This is a story of xml. Or rather Apple’s plist files, which happen to be xml format. And me going down a very brief rabbit hole of figuring out why certain things are in xml files and how to find out. Spoiler, it’s all about the DTD, or data type definition.
Here’s a plist file. I’m using the Steam client’s in this case:
<?xml version="1.0" encoding="UTF-8"?> <!DOCTYPE plist PUBLIC "-//Apple//DTD PLIST 1.0//EN" "http://www.apple.com/DTDs/PropertyList-1.0.dtd"> <plist version="1.0"> <dict> <key>Label</key> <string>com.valvesoftware.steamclean</string> <key>Program</key> <string>/Users/javorszky/Library/Application Support/Steam/SteamApps/steamclean</string> <key>ProgramArguments</key> <array> <string>/Users/javorszky/Library/Application Support/Steam/SteamApps/steamclean</string> <string>Public</string> </array> <key>RunAtLoad</key> <true/> <key>SteamContentPaths</key> <array> <string>/Users/javorszky/Library/Application Support/Steam/SteamApps</string> </array> <key>ThrottleInterval</key> <integer>60</integer> <key>WatchPaths</key> <array> <string>/Users/javorszky/Library/Application Support/Steam/Steam.AppBundle/Steam</string> </array> </dict> </plist>
There’s a lone
<true/> self closing element in there. Before I began I thought that xml documents were proper, and they always had nodes with text inside them, so a single self closing element with nothing around it or within it felt weird. Enter its DTD, or document type definition. Here’s that document that’s linked from the
DOCTYPE tag of the xml.
<!ENTITY % plistObject "(array | data | date | dict | real | integer | string | true | false )" > <!ELEMENT plist %plistObject;> <!ATTLIST plist version CDATA "1.0" > <!-- Collections --> <!ELEMENT array (%plistObject;)*> <!ELEMENT dict (key, %plistObject;)*> <!ELEMENT key (#PCDATA)> <!--- Primitive types --> <!ELEMENT string (#PCDATA)> <!ELEMENT data (#PCDATA)> <!-- Contents interpreted as Base-64 encoded --> <!ELEMENT date (#PCDATA)> <!-- Contents should conform to a subset of ISO 8601 (in particular, YYYY '-' MM '-' DD 'T' HH ':' MM ':' SS 'Z'. Smaller units may be omitted with a loss of precision) --> <!-- Numerical primitives --> <!ELEMENT true EMPTY> <!-- Boolean constant true --> <!ELEMENT false EMPTY> <!-- Boolean constant false --> <!ELEMENT real (#PCDATA)> <!-- Contents should represent a floating point number matching ("+" | "-")? d+ ("."d*)? ("E" ("+" | "-") d+)? where d is a digit 0-9. --> <!ELEMENT integer (#PCDATA)> <!-- Contents should represent a (possibly signed) integer number in base 10 -->
This is the structure of the xml. Or rather the specific xml that I’m looking at, Apple’s flavour of xml that it uses as a plist, or property list. There’s a lot more information about plists on Apple’s sites, but I wanted to understand how this DTD works, so let’s do a bunch of passes and figure out what’s what.
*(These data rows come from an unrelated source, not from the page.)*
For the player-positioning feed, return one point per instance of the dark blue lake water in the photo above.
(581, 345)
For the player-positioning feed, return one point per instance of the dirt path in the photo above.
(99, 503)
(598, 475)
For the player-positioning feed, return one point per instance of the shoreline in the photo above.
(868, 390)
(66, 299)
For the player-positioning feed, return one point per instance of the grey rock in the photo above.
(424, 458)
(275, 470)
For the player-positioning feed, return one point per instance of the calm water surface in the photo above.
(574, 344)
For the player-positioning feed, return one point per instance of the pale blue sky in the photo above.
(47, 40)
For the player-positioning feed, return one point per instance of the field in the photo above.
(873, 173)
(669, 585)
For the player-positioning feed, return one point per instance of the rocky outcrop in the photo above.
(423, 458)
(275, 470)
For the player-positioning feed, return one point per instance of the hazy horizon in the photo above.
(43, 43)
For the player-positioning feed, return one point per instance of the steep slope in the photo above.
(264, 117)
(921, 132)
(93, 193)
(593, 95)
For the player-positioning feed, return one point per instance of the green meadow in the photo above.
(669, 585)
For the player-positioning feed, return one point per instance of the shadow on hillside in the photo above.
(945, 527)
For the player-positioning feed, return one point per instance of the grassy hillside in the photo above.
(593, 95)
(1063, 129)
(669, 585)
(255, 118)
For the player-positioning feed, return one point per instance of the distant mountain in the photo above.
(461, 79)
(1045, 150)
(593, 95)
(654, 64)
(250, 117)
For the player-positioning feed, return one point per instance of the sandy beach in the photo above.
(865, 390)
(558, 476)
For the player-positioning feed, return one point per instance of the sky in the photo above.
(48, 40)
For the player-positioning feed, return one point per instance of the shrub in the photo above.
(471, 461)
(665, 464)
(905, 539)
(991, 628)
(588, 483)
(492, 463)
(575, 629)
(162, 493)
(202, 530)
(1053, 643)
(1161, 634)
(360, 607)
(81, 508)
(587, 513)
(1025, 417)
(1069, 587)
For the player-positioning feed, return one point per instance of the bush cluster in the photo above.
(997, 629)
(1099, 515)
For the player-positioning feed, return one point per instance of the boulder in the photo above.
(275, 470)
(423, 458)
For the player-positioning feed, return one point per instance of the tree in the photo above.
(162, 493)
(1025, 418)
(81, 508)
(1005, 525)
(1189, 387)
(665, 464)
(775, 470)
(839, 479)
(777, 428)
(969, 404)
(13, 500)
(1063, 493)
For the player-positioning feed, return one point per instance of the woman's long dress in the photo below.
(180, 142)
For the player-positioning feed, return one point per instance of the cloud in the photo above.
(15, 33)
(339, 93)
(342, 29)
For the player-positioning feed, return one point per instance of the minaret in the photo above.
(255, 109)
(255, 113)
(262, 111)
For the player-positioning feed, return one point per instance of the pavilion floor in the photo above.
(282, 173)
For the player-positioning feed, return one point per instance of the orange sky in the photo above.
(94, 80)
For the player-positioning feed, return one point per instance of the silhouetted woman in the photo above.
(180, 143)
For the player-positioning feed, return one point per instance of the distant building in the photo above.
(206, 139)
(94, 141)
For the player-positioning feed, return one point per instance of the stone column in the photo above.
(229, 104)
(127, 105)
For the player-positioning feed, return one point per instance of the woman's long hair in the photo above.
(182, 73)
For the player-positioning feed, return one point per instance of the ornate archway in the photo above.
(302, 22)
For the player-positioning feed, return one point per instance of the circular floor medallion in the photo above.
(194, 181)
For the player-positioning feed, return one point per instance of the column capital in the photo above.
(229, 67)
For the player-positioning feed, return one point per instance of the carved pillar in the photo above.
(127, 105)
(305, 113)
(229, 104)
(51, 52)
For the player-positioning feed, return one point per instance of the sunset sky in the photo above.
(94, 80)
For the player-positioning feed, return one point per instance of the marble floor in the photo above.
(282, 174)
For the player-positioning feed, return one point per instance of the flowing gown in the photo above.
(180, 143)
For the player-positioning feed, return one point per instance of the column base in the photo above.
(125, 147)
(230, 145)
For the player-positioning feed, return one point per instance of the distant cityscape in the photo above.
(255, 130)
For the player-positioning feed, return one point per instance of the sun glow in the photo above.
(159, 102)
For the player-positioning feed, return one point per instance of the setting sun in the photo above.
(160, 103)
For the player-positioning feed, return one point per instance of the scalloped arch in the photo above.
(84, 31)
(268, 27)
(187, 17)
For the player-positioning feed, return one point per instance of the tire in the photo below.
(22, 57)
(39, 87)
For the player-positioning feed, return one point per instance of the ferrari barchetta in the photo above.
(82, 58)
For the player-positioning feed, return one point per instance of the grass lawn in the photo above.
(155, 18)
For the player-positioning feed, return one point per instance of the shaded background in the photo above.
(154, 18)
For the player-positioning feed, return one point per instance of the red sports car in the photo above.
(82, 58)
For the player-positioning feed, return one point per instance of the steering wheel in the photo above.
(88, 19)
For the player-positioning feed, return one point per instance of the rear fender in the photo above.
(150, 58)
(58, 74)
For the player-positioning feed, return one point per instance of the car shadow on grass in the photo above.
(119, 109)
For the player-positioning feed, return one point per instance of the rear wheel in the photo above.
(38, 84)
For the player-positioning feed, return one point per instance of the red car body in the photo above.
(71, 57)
Most of what I know about it came from the following links, so this article is a summary of them applied to the above DTD.
Parts of this DTD
Immediately I can see we have
After having read the above documents, I know that the
ATTLIST are beginnings of a definition. They are then followed by the name of the thing, and then the content.
<!ELEMENT true EMPTY>
This means that we’re declaring an element, where the tag name is
true, and it does not have anything inside it. Essentially our
<true/>. On the line there’s this thing following it:
<!-- Boolean constant true -->
You might recognise that that looks exactly like a comment in HTML. It serves the same purpose here as well, that’s a comment to aid the humans reading this.
Okay, so what’s this?
<!ENTITY % plistObject "(array | data | date | dict | real | integer | string | true | false )" >
That one declares an entity. Think of it as a placeholder, or a variable. The name is
plistObject, and the content is an array, or some data, or a date, or a dict, or a real, or an integer, or a string, or true, or false. It’s one, and only one of those in the list. They don’t mean anything in and of themselves, they are list of
ELEMENT names, and they all need to be declared in the same DTD.
It took a while to figure out what the hell the
% was doing there, because two out of the three references only showed them working, but they didn’t say anything about it. The “Understanding XML DTDs” article however had an example of both of these:
<!ENTITY name value> <!ENTITY % name value>
And it explained that the first one is a general entity, the second one, due to the percent sign, is a parameter entity.
With all the above, we can expect the
plistObject to be reused in other places as well. We’ll get into that, but first we need to talk about the last keyword.
That’s an attribute list. It attaches to an existing element, declares its name, the type of data that can go there, and the required value, if any. Let’s look at the lone
<!ATTLIST plist version CDATA "1.0" >
plist has an attribute called
version, which is parsed character data (
CDATA) with value
"1.0" in it. If we look at the actual plist file from Steam, sure enough:
Elements in the DTD
The definition has three sections: collections, primitives, and numerical primitives. They are denoted with comments.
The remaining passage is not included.